Maigret rendit le passeport à son interlocuteur.

— Connaissez-vous, à Liège, des Belloir, des Van Damme, des Janin, des Lombard ? questionna-t-il.

— Un Belloir, oui… Le père était médecin, dans notre quartier… Le fils faisait des études… Mais c’étaient des gens « bien », qui ne me regardaient pas…

— Et les autres ?…

— J’ai déjà entendu le nom de Van Damme… Il me semble qu’il y avait, rue de la Cathédrale, une grande épicerie de ce nom… Mais c’est déjà si vieux !…

Et Armand Lecocq d’Arneville ajouta après une courte hésitation :

— Je pourrai voir le corps de Jean ?… On l’a ramené ?…

— Il arrivera à Paris demain…

— On est sûr qu’il s’est vraiment tué ?…

Maigret détourna la tête, gêné à l’idée qu’il en était plus que certain, qu’il avait assisté au drame, qu’il l’avait provoqué inconsciemment.

Son interlocuteur tortillait sa casquette, se balançait d’une jambe à l’autre, attendant qu’on lui donnât congé. Et ses yeux enfoncés dans les orbites, ses prunelles pareilles à de gris confetti perdues dans les paupières pâles rappelaient tellement les yeux humbles et anxieux du voyageur de Neuschanz que Maigret sentit dans sa poitrine un âcre pincement qui ressemblait à un remords.

VI

Les pendus

Il était neuf heures du soir.
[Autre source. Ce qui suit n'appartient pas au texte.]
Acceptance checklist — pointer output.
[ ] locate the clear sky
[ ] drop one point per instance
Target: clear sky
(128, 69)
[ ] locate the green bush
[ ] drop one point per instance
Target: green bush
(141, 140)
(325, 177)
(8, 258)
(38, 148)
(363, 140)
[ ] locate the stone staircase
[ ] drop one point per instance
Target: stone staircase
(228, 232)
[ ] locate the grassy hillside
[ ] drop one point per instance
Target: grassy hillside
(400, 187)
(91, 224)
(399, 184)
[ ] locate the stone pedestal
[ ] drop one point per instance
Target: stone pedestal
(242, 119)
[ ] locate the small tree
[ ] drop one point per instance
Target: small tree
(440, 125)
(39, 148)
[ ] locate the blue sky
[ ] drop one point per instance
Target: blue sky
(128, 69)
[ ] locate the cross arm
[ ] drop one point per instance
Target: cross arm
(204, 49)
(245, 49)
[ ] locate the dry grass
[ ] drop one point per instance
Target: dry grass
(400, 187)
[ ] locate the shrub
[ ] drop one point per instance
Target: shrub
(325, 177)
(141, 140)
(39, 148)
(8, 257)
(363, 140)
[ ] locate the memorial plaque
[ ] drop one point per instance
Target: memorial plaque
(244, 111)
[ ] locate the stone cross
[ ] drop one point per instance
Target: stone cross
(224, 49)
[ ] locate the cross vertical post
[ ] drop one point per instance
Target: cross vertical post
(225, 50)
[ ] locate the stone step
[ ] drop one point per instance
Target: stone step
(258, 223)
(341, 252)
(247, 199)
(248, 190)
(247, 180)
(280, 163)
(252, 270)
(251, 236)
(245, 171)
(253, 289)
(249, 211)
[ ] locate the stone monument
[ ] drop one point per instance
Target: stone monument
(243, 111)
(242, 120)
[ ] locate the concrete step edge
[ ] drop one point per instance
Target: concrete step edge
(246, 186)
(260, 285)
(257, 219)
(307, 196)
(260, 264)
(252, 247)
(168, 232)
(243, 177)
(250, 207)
Maigret était chez lui, boulevard Richard-Lenoir, sans faux col, sans veston, et sa femme était occupée à coudre, quand Lucas entra, secoua ses épaules détrempées par la pluie qui tombait à seaux.

— L’homme est parti, dit-il. Comme je ne savais pas si je devais le suivre à l’étranger…

— Liège ?…

— C’est cela ! Vous êtes déjà au courant ? Il avait ses bagages à l’Hôtel du Louvre. Il y a dîné, s’est changé et a pris le rapide de 8h19 pour Liège… Billet simple de première classe… Il a acheté toute une pile de journaux illustrés à la bibliothèque de la gare…
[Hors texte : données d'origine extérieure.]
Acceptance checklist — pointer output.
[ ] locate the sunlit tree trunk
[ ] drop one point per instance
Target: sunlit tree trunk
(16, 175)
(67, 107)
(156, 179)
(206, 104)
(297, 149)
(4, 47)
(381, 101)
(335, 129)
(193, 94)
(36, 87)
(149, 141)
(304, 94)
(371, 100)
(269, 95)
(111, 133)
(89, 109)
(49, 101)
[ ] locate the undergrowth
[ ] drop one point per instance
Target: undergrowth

— A croire qu’il le fait exprès de se jeter dans mes jambes ! grommela le commissaire. A Brême, alors que j’ignore même son existence, c’est lui qui se présente à la morgue, m’invite à déjeuner, s’accroche à moi… J’arrive à Paris : il y est quelques heures plus tôt ou plus tard… Probablement plus tôt, car il a voyagé en avion… Je me rends à Reims et il s’y trouve avant moi… Il y a une heure, j’ai décidé d’aller demain à Liège et l’y voilà dès ce soir !… Le plus fort, c’est qu’il sait parfaitement que je vais arriver et que sa présence là-bas est presque une charge contre lui !…

Et Lucas, qui ne connaissait rien de l’affaire, de supposer :

— Il veut peut-être attirer les soupçons sur lui pour sauver quelqu’un d’autre ?…
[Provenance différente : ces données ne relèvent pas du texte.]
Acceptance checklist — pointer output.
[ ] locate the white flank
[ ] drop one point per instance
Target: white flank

— Il s’agit d’un crime ? questionna paisiblement Mme Maigret sans cesser de coudre.

Mais son mari se leva en soupirant, regarda le fauteuil où il était si bien installé un instant auparavant.

— A quelle heure y a-t-il encore un train pour la Belgique ?

— Il n’y a plus que le train de nuit, à 21h30. Il arrive à Liège vers six heures du matin…

— Veux-tu préparer ma valise ? dit le commissaire à sa femme. Un verre de quelque chose, Lucas ?… Sers-toi !… Tu connais l’armoire… Je viens de recevoir de la prunelle que ma belle-sœur fait elle-même, en Alsace… C’est la bouteille à long col…

Il s’habilla, tira de la valise de fibre jaune le complet B et le mit, bien enveloppé, dans son sac de voyage. Une demi-heure plus tard, il sortait en compagnie de Lucas, qui questionnait, tandis que tous deux attendaient un taxi :

— Quelle est cette affaire ?… Je n’en ai pas entendu parler dans la maison…

— Et moi, je n’en sais pas beaucoup plus ! affirma le commissaire. Un drôle de gosse est mort, devant moi, bêtement, et il y a autour de ce geste-là un sacré grouillement que j’essaie de démêler… Je fonce là-dedans comme un sanglier et cela ne m’étonnerait pas si je finissais par me faire taper sur les doigts… Voici une voiture… Je te dépose en ville ?…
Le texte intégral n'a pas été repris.